Récits venus du froid

Roman, francophone, Véronique Bizot, Actes sud, Jean-Pierre LongreVéronique Bizot, Un avenir, Actes sud, 2011. Prix du style 2011

Trois protagonistes en un seul se superposent : Paul le narrateur, Paul qui, à la demande de son frère jumeau, parcourt des centaines de kilomètres pour aller vérifier un robinet dans la grande maison familiale déserte, Paul qui se laisse aller, au cours de ce séjour solitaire et glacé, à des souvenirs aussi variés que surprenants. Avec lui, dans sa mémoire en alerte, ses cinq frères et sœurs aux prénoms scandinaves, héritages de leur mère : Odd l’artiste sans carrière, Harald l’aîné, avocat confirmé, Alina et Dorthéa, qui ont épousé sur le tard des hommes avec carrière et qui habitent un triplex monégasque, Margrete, qui ne doit pas être livrée à elle-même.

La trame est minimale : Paul, coincé par les chutes de neige dans la vaste maison, se chauffe et se nourrit tant bien que mal, se réfugiant le plus souvent dans le canapé paternel. Germent alors dans son esprit et sous la plume irrépressible et malicieuse de l’auteur des histoires qui nous mènent, avec lui, dans un passé proche ou lointain, dans des contrées familières ou inconnues.
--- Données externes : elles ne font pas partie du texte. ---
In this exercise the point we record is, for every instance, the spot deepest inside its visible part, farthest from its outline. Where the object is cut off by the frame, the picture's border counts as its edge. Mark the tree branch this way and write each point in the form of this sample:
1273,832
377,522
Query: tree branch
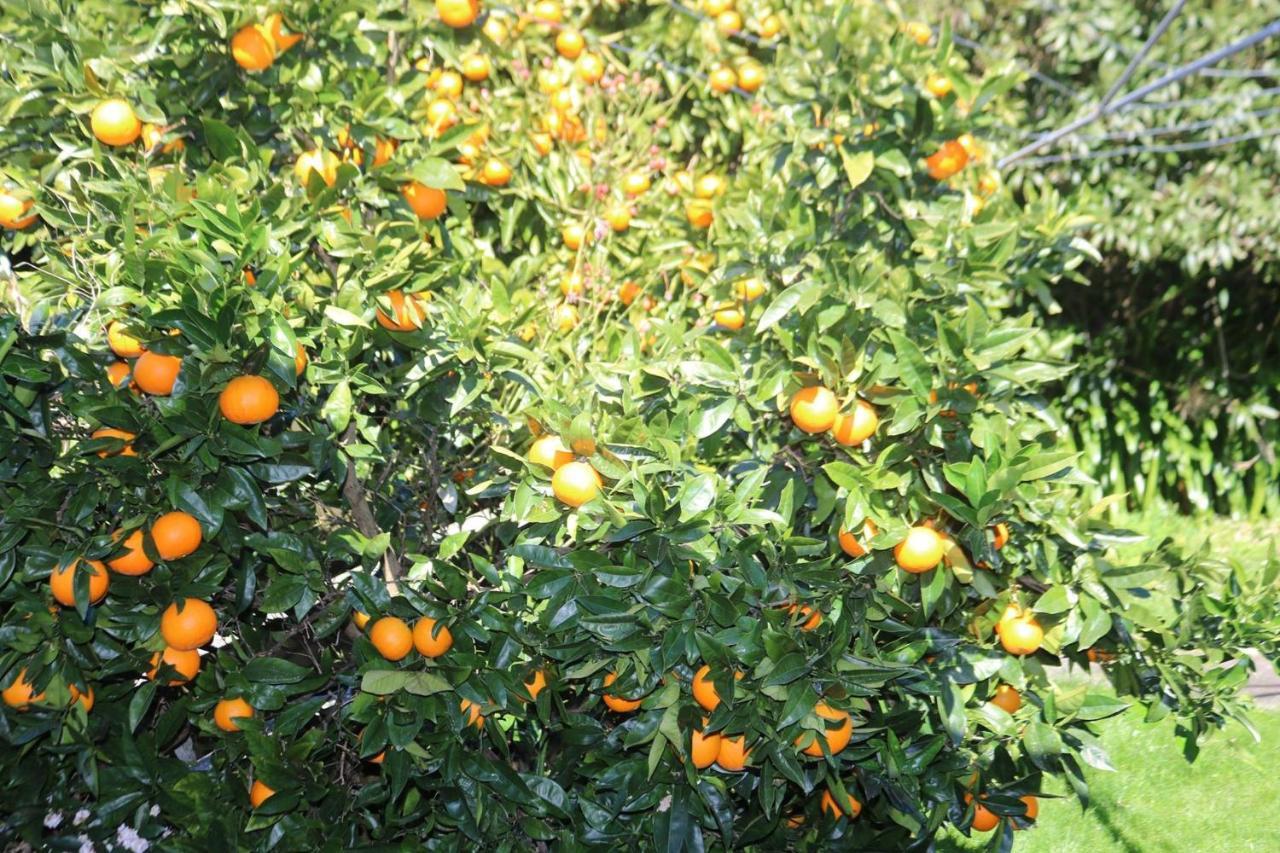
362,515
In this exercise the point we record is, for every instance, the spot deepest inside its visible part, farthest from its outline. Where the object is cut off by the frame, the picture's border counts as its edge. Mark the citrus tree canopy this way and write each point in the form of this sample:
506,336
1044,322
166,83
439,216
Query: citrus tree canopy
583,425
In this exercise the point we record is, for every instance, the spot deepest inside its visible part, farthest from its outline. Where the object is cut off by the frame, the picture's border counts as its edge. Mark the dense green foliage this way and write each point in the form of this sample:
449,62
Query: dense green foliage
394,479
1178,331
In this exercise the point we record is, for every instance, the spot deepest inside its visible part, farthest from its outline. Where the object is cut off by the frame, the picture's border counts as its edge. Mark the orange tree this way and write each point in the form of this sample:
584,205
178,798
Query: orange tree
575,425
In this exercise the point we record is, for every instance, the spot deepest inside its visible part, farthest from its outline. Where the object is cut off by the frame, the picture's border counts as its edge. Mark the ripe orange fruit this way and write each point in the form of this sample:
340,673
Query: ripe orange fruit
828,806
428,203
408,311
938,85
228,711
114,123
704,748
252,48
259,793
570,42
12,210
590,68
549,451
186,665
836,738
448,85
85,698
574,235
750,76
21,693
728,22
699,213
155,373
432,638
769,26
617,703
575,483
458,13
122,343
496,173
730,318
850,544
1022,635
734,753
1008,698
176,534
855,427
983,819
536,683
920,551
187,624
62,582
321,162
248,400
135,560
392,638
722,80
813,409
471,711
114,433
618,218
383,151
704,689
565,318
947,160
476,67
117,373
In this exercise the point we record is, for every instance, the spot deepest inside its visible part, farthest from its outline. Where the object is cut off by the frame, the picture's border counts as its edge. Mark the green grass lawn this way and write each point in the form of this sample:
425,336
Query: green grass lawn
1156,802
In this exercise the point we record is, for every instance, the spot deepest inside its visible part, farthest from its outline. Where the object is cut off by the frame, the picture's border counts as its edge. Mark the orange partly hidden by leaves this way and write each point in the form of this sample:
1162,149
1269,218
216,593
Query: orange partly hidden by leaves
176,534
114,123
920,551
426,203
407,309
837,738
732,755
248,400
704,748
62,582
155,373
228,711
188,624
856,427
850,544
575,483
1022,635
21,693
813,409
259,793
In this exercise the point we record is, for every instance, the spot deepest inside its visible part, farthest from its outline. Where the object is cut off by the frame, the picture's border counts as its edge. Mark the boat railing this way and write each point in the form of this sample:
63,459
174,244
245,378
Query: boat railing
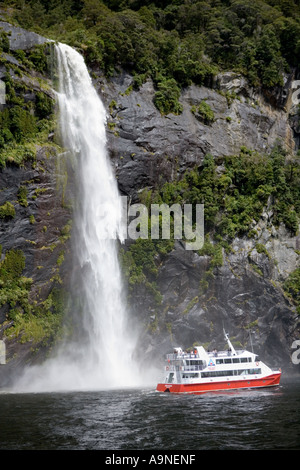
228,353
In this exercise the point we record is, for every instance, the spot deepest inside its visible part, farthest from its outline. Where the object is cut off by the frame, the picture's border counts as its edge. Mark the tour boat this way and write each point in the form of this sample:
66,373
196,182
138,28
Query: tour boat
202,371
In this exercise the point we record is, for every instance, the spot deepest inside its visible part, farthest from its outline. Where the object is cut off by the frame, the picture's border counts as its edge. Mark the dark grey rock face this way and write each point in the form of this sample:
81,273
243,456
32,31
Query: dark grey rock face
19,38
146,148
244,295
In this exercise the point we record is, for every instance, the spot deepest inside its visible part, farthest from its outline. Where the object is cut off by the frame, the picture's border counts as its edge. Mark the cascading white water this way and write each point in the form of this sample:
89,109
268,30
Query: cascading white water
103,358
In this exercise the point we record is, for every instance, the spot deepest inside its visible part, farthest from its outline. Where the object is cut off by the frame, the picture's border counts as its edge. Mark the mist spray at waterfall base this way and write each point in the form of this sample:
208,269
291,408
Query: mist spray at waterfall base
102,354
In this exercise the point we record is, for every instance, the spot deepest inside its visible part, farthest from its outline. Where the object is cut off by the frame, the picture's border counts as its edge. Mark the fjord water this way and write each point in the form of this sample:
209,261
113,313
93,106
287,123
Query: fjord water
101,356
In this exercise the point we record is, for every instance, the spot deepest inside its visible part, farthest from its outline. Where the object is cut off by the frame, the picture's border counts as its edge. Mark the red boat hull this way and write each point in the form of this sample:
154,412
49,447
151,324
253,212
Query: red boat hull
198,388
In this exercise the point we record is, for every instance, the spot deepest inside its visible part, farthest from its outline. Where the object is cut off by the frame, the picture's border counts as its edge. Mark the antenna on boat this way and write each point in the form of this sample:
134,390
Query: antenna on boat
229,343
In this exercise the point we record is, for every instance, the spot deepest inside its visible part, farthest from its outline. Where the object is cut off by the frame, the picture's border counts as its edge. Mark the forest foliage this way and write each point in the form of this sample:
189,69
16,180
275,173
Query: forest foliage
181,40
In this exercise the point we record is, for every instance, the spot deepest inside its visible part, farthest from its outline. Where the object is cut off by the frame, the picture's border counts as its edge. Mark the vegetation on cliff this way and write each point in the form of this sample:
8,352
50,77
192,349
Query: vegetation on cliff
175,42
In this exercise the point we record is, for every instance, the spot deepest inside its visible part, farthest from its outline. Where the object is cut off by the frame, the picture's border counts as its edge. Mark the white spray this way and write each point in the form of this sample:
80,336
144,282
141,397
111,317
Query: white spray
104,356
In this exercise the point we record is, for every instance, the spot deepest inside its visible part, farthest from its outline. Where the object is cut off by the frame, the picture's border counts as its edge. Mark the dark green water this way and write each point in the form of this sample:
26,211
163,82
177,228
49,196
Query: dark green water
140,419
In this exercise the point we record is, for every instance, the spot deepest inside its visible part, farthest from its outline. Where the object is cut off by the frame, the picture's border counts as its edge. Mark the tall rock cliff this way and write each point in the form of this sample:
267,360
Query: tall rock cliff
186,297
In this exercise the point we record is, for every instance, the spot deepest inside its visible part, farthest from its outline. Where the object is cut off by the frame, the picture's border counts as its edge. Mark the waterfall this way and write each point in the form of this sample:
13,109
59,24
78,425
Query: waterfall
102,355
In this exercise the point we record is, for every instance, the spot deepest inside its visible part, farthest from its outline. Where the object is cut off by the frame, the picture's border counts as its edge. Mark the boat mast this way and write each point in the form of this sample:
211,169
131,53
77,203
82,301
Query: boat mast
229,343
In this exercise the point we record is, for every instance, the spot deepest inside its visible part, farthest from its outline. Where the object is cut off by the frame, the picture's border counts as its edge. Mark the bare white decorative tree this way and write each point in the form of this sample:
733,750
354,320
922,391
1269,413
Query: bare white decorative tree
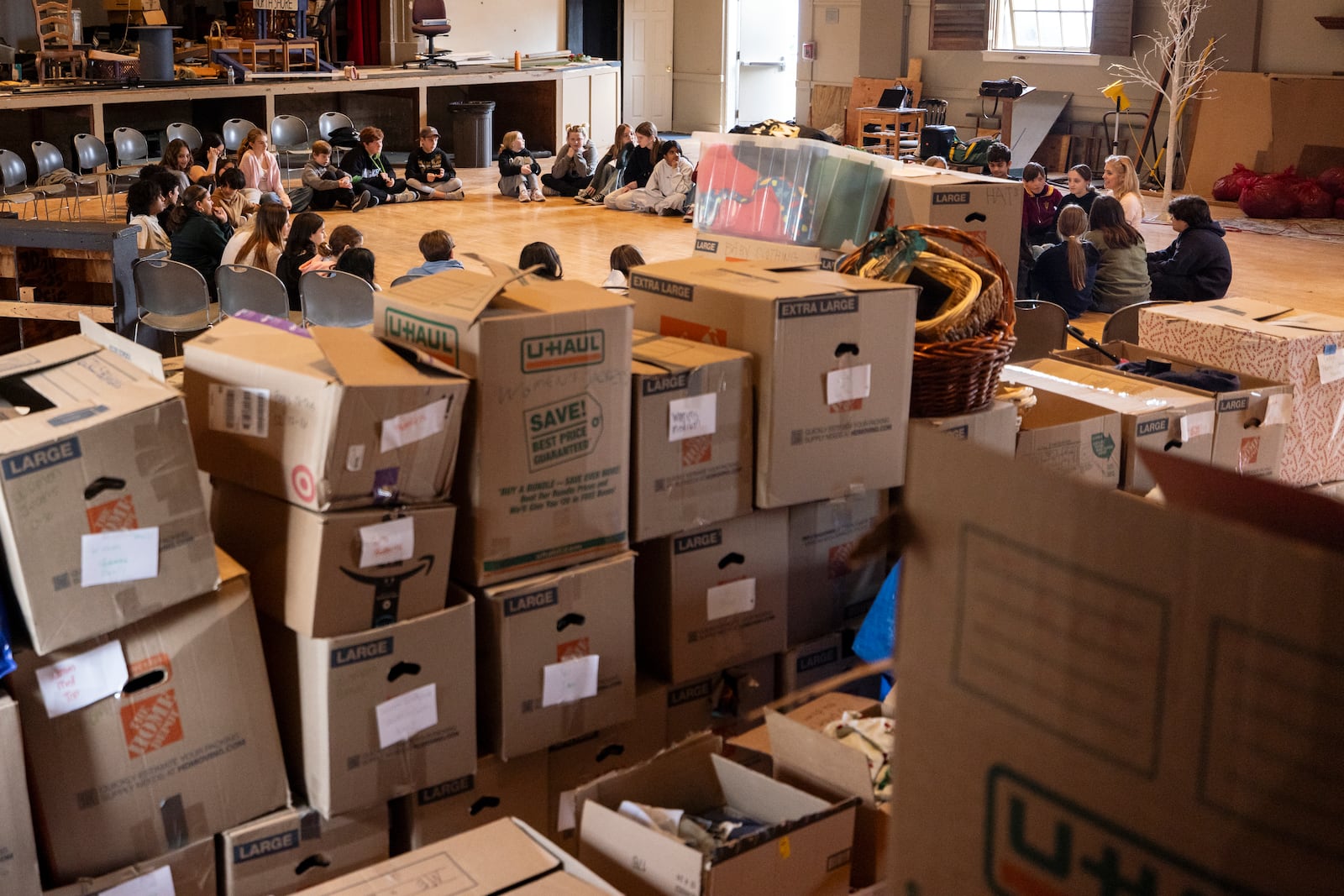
1173,69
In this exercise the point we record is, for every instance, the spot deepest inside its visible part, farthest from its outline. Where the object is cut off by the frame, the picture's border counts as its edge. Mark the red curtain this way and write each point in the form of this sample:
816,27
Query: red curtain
363,29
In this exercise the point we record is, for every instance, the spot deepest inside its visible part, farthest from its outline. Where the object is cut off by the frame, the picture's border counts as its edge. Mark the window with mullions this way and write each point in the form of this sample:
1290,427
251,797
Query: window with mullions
1052,26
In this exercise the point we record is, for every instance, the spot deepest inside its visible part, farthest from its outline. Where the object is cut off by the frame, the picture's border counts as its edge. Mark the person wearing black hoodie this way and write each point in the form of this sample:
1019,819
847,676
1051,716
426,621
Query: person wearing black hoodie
1196,266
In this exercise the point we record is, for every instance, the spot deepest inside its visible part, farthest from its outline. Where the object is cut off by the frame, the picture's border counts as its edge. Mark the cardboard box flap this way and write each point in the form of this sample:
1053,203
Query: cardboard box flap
806,754
362,360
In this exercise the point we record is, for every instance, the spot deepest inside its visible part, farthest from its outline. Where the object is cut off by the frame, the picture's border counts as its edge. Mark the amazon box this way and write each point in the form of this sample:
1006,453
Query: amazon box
497,790
691,436
152,735
296,848
803,849
101,516
831,365
378,714
323,418
338,573
1073,720
18,849
504,856
557,656
548,443
714,597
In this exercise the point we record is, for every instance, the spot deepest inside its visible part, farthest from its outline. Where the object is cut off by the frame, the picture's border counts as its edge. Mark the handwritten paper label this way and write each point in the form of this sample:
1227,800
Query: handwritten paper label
569,681
730,598
156,883
387,542
407,715
413,426
691,417
1195,425
80,681
848,383
245,411
118,557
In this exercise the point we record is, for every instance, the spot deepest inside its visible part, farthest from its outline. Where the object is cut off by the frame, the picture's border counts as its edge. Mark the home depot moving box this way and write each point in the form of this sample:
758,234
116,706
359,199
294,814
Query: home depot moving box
1287,349
1250,422
824,577
691,443
712,597
832,359
804,848
183,872
546,450
178,745
1151,416
1168,727
101,516
378,714
338,573
497,790
324,418
296,848
504,856
557,656
18,849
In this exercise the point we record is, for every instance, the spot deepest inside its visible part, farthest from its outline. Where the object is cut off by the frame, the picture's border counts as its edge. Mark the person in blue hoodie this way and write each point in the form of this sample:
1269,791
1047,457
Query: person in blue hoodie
1196,266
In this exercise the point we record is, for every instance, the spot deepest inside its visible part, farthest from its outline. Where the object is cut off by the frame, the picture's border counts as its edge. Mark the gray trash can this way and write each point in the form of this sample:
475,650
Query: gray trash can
472,132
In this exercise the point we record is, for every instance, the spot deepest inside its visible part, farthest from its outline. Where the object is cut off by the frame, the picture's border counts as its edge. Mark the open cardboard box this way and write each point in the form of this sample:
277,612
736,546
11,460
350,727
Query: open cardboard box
804,849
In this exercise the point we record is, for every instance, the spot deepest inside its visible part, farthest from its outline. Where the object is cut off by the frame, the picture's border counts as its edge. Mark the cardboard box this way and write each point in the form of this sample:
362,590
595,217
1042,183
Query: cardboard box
691,446
1155,417
723,701
18,848
1072,436
831,365
1249,422
557,656
804,849
181,750
1285,351
102,452
296,848
370,716
1168,725
995,427
326,418
183,872
338,573
712,597
988,207
580,761
495,859
823,582
548,443
497,790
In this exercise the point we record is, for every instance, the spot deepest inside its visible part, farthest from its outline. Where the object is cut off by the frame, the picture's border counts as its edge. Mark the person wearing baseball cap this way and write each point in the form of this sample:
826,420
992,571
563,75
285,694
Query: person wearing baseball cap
429,172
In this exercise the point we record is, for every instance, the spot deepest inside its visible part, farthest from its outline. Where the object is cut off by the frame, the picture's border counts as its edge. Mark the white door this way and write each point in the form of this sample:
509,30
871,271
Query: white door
768,60
647,62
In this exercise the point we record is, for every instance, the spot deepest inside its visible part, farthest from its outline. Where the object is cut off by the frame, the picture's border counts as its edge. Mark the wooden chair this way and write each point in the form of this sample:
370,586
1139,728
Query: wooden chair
57,39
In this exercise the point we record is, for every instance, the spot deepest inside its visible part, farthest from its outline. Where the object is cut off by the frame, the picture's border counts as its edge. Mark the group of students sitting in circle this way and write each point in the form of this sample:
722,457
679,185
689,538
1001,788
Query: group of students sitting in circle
1082,249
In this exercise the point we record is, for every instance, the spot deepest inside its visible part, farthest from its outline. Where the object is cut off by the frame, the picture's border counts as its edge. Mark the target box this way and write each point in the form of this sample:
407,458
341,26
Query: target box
326,418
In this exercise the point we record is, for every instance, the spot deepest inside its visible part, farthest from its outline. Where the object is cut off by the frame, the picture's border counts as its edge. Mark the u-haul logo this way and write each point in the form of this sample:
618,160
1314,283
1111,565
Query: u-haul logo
436,338
362,652
1039,844
557,352
42,458
528,602
280,842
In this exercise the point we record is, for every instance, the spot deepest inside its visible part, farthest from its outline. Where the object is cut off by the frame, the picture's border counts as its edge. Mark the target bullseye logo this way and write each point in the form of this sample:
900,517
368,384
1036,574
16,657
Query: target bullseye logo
304,484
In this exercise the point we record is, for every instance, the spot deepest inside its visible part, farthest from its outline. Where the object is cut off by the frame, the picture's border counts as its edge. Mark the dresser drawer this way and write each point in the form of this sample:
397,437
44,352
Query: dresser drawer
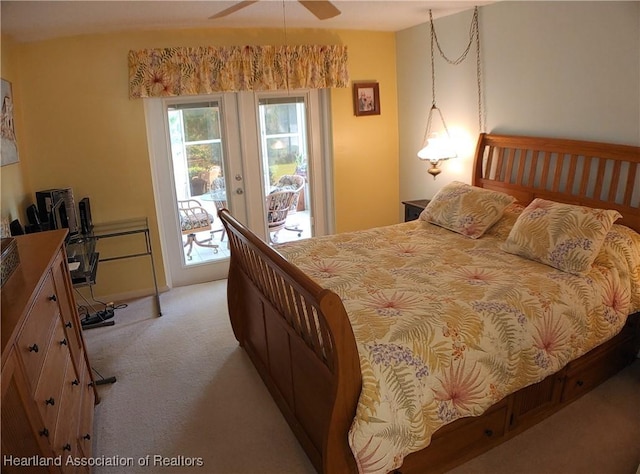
67,306
35,334
49,391
65,440
85,428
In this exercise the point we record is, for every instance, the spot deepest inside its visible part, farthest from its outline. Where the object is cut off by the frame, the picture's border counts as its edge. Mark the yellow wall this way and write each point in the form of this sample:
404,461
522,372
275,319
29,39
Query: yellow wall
80,129
13,195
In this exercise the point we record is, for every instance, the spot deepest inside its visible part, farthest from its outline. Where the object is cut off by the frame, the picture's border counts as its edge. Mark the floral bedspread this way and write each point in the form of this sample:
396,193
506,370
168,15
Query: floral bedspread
446,326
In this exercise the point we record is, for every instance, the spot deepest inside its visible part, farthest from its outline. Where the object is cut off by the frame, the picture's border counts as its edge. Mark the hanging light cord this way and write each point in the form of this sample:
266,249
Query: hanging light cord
474,32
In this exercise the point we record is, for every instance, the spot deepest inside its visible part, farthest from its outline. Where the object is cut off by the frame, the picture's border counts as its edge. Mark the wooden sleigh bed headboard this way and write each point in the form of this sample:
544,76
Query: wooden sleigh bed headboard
592,174
300,340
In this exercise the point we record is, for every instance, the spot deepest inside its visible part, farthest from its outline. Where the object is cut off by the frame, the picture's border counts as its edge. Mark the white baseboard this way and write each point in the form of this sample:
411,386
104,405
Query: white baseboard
126,296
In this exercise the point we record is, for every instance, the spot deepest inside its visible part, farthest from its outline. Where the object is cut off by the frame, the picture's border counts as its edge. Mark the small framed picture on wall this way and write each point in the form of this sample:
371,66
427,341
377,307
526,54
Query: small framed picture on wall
8,147
366,98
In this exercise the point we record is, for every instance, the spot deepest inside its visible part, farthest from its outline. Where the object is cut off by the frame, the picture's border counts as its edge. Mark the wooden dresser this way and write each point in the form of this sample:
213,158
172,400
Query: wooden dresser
48,391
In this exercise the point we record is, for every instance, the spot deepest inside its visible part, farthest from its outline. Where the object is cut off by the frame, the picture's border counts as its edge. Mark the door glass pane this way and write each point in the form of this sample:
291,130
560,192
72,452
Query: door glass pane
198,175
284,151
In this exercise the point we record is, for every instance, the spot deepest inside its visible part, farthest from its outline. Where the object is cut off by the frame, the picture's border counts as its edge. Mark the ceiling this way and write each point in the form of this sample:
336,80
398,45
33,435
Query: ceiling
29,20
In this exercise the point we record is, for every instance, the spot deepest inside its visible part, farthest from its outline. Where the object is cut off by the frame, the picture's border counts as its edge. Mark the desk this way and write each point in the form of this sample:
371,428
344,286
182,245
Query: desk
82,249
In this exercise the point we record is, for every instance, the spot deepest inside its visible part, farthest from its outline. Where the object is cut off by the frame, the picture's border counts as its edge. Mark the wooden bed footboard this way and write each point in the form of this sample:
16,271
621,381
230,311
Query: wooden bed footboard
299,338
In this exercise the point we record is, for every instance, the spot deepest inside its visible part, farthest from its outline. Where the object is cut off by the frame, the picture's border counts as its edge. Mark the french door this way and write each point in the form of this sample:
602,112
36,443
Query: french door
233,150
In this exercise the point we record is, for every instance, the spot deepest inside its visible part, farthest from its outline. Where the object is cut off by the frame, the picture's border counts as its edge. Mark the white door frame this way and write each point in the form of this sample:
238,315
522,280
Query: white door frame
245,191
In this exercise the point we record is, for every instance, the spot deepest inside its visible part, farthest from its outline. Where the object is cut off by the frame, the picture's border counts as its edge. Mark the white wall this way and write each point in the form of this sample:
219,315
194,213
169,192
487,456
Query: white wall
560,69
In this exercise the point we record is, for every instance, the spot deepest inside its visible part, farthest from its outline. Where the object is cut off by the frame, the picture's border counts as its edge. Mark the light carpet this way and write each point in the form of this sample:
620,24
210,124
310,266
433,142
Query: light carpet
187,394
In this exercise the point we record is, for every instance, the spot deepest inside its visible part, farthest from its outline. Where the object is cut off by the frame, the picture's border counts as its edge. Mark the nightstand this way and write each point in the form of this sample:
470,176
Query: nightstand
412,209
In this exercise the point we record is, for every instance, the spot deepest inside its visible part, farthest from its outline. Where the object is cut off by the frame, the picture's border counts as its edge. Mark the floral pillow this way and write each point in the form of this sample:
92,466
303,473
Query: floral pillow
564,236
466,209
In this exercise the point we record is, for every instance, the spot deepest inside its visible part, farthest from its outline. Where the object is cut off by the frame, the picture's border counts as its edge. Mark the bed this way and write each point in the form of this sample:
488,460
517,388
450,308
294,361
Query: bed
299,322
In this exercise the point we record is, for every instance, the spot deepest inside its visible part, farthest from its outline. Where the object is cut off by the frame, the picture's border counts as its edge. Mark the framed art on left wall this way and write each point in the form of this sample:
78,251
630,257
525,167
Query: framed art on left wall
8,146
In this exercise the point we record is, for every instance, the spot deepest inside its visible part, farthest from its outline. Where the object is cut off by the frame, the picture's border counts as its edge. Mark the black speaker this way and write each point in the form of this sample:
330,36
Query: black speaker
33,217
86,224
16,228
46,200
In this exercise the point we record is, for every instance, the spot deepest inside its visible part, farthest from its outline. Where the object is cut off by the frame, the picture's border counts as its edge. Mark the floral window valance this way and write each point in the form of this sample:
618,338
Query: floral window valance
203,70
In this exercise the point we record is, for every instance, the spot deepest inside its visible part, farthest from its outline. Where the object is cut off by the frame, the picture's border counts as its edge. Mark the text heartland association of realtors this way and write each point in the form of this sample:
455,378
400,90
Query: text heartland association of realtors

Il y a, par exemple, les lubies d’un Écossais tournant à l’accident de téléphérique, la jungle malaise se refermant sur le voyageur imprudent, les difficiles relations familiales… Il y a aussi l’aventure immédiate, un tracteur menant Paul au village où un enterrement l’accapare et où il redécouvre des bâtiments sans chaleur (piscine, prison, asile…), autres lieux d’enfermement et de malaise.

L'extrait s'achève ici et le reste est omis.